Lo investigado por la juez Mercedes Alaya, primera instructora del caso, y dilucidado en la sentencia avergüenza a todos, pero especialmente a los seguidores de esa ideología y al votante de unas siglas históricas. Porque, aunque no se haya enjuiciado al socialismo ni al partido que lo representa, sí se ha condenado a la antigua cúpula que lo dirigió y con la que se cometieron los graves hechos investigados. Será difícil mantener, en medio de la vergüenza ajena y el señalamiento hipócrita de otros, la confianza en un ideario y una formación que supusieron, antes y ahora, esfuerzos, sacrificios y logros por el progreso de este país, el bienestar del conjunto de la población y la protección pública de los más desfavorecidos. Y será difícil porque quienes debían protagonizar la conquista de tales objetivos confundieron los fines con los medios y permitieron un descontrol del que se aprovecharon los más indignos de los avariciosos: los que roban a los pobres.
Las responsabilidades políticas de los condenados ya fueron asumidas por todos ellos, de manera más o menos voluntaria, dimitiendo de sus cargos y dándose de baja de la militancia del partido, pero las penales son las que quedan ahora establecidas con el fallo, aunque probablemente serán recurridas ante el Tribunal Supremo y, por parte de algunos de los condenados, el Constitucional. No todos se consideran culpables ni creen haber actuado en contra de la ley. Elaborar leyes presupuestarias, ratificarlas en el Consejo de Gobierno y aprobarlas en el Parlamento no constituye un mecanismo ilícito, sino conforme al procedimiento. Que, a partir de tales “hechos probados”, se deduzca intencionalidad penal resulta cuestionable si no se demuestra fehacientemente, como señala el catedrático de Derecho Constitucional Pérez Royo. Puede admitirse como mera interpretación subjetiva, pero no como verdad judicial. Sin embargo, a la hora de valorar la implicación de los expresidentes, la sentencia concluye que “es imposible que la inclusión de la partida presupuestaria de los ERE no se hiciera de forma fraudulenta”, pero no lo demuestra y, a pesar de ello, los condena. De ahí la probabilidad de recurso.
Pero, al mismo tiempo, causa asombro la desfachatez con la que, autoaupados a una tribuna ética que les queda demasiado alta, saltan a la palestra algunos personajes y adversarios políticos que enseguida se ponen a dar lecciones de moralidad y exigir responsabilidades que rayan la ofensa, partiendo de quienes pretenden parecer indignados.

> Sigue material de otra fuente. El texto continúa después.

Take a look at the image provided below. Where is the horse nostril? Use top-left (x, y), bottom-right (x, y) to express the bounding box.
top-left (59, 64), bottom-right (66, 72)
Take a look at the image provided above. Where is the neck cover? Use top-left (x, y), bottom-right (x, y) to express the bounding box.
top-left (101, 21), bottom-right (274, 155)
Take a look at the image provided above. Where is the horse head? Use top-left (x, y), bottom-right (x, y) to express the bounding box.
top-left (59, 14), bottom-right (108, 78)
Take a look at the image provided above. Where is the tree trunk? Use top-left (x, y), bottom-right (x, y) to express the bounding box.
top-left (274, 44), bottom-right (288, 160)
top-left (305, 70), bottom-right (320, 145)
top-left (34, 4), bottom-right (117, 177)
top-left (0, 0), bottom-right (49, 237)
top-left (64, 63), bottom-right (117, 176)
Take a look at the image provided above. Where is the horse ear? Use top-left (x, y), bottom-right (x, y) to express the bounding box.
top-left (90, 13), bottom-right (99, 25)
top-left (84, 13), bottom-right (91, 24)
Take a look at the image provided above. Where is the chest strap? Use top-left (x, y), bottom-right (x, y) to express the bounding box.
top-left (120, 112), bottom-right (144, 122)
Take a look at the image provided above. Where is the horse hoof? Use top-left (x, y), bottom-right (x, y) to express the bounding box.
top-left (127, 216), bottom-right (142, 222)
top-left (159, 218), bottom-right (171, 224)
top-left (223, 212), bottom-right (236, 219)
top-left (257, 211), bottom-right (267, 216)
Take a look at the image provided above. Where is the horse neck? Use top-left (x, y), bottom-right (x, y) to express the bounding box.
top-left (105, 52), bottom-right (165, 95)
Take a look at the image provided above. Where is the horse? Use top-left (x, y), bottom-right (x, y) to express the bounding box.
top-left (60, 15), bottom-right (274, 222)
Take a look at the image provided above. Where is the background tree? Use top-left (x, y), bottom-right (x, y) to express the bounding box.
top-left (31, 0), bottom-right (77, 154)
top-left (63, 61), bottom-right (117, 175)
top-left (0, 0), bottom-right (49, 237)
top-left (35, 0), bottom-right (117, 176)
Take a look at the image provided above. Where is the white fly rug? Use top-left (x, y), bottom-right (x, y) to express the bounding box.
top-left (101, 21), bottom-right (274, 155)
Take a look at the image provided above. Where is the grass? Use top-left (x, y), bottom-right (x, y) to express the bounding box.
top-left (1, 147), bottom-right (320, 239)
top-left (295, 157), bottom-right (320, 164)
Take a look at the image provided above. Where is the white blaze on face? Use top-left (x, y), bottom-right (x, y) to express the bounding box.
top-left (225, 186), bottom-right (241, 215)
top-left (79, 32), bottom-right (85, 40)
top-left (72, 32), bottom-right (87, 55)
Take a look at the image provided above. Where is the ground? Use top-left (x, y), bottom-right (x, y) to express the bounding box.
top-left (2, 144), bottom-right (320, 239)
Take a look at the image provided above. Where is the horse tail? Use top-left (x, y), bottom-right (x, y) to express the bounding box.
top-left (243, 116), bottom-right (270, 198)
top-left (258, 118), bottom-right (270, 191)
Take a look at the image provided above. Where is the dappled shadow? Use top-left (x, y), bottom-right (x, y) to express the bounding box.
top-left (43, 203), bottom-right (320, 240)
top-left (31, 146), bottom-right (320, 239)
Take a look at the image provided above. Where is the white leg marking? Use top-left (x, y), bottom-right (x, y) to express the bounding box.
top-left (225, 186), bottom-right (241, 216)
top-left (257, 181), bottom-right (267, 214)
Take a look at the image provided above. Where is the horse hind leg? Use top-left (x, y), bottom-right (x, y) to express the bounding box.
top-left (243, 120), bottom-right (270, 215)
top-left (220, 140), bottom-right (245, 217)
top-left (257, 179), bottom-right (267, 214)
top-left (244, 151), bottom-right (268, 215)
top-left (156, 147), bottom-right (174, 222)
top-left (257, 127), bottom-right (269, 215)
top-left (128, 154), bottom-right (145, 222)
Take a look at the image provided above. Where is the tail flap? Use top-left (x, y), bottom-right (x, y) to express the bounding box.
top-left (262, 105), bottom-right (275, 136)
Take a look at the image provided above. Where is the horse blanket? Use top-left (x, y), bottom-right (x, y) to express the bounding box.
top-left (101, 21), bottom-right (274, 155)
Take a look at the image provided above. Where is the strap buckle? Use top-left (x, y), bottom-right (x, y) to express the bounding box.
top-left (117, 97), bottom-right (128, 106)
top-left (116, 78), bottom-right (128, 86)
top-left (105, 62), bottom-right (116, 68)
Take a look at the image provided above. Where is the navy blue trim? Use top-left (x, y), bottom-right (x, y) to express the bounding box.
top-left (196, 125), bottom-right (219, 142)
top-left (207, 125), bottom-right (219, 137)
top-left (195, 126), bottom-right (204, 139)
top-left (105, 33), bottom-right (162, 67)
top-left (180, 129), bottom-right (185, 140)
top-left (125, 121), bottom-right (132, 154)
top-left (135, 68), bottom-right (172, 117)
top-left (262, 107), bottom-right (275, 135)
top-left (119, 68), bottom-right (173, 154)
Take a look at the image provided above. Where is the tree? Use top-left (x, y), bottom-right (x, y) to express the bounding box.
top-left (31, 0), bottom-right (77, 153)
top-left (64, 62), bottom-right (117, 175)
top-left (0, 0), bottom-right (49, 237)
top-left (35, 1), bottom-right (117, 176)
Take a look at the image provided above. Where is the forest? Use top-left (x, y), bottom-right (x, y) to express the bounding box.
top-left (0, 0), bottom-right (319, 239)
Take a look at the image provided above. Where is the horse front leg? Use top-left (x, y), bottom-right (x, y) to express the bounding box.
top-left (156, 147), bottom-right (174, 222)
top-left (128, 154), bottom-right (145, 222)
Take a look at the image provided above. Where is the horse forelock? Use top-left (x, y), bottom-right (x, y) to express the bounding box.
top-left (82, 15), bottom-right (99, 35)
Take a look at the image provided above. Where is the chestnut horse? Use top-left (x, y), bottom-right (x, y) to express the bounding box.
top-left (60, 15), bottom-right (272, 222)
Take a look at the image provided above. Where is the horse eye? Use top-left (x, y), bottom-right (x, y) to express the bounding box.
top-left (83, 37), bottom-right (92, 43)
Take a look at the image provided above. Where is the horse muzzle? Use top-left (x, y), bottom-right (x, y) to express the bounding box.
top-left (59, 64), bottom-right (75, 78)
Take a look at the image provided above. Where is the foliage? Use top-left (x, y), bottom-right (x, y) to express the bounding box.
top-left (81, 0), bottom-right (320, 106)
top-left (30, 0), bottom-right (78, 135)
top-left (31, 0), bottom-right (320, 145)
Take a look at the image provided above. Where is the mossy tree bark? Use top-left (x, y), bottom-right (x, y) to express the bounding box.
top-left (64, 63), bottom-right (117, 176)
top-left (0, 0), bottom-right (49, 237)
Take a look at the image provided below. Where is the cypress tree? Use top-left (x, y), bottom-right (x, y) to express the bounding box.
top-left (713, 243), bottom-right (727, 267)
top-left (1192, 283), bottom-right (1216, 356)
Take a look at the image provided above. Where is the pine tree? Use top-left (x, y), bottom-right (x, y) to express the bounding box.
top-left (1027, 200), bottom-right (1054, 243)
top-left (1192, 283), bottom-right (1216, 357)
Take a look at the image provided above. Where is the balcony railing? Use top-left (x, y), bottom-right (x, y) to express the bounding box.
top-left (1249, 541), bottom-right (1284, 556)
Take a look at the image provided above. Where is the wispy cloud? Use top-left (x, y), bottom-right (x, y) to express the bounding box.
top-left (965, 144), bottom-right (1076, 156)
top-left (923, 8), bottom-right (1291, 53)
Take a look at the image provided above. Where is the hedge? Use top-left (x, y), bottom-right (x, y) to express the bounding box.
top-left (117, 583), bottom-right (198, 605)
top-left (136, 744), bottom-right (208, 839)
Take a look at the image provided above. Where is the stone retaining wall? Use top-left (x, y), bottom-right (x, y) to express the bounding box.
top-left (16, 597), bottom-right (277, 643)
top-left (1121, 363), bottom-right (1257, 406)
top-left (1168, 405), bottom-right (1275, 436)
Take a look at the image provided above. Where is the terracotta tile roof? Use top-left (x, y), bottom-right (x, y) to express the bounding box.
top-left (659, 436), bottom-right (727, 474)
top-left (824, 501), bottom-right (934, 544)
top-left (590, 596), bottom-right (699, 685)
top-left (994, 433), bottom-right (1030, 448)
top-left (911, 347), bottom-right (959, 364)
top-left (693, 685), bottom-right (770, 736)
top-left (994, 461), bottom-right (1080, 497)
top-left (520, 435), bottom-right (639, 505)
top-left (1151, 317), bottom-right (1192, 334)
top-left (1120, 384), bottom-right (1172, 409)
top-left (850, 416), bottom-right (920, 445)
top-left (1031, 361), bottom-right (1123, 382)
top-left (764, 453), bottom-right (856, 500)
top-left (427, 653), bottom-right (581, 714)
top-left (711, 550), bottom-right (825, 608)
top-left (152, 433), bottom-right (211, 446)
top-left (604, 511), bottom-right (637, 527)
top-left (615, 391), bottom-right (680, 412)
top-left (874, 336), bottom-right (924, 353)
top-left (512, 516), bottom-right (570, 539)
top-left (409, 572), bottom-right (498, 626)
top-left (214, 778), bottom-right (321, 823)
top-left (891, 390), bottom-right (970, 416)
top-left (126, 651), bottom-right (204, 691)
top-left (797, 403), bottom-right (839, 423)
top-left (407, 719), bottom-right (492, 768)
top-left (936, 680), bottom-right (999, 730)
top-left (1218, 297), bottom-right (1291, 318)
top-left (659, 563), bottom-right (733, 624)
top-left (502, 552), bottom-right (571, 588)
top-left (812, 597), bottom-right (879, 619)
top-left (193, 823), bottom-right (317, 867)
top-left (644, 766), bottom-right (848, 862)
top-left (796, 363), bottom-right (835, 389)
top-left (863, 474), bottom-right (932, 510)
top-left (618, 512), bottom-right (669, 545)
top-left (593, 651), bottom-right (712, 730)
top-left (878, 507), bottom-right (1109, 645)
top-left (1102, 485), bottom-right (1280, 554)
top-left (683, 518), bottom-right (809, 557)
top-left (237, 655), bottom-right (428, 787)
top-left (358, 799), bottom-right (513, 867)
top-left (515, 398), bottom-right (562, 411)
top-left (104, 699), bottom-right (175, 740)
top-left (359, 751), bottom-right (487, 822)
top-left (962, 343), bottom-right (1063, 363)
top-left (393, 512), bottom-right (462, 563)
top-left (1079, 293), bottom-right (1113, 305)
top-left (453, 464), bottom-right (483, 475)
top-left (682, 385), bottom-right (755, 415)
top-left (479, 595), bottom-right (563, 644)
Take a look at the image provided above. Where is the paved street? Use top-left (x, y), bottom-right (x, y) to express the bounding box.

Me refiero al actual presidente de la Junta de Andalucía, quien no aguardó ni un minuto, tras conocerse la sentencia, en proclamar en la sede del Gobierno su vergüenza por lo sucedido y poner a su Ejecutivo como modelo de “ruptura con los tiempos de la corrupción, la malversación, el despilfarro y el clientelismo”, en un intento partidista que busca réditos electorales. Asombra esa desfachatez en alguien que representa a un partido condenado por corrupción, que mantiene numerosas causas abiertas por el caso Gürtel y que cuenta con diversos presidentes autonómicos que, bien están condenados, o bien imputados por innumerables escándalos de corrupción. No se trata de defender a unos con el “y tú más” de otros, sino denunciar la hipocresía interesada de quienes aprovechan cualquier circunstancia en beneficio partidista, sin mantener el debido decoro, imparcialidad y honestidad.
Las más de 1.800 páginas de la sentencia del caso ERE constituyen el relato de la vergüenza que provoca un comportamiento que todos condenan. Causan bochorno en las personas honradas que confiaron en unos líderes y los mantuvieron durante décadas administrando los bienes de todos y los sueños de un futuro mejor. Son merecedores, por tanto, del castigo que, con todas las garantías procesales, la justicia les cause. Políticamente, el PSOE está pagando por ello, al ver a la excúpula de la Junta condenada en los tribunales y al perder el Gobierno de Andalucía. Pero, al mismo tiempo, asquea la desfachatez de quienes no dudan en hacer leña el árbol caído, dando muestras de una hipocresía moral y política que los descalifica. Tal vez sea esa una de las virtudes de esta sentencia: desenmascara a unos y otros de la falsedad con la que se exhiben. Una vergüenza.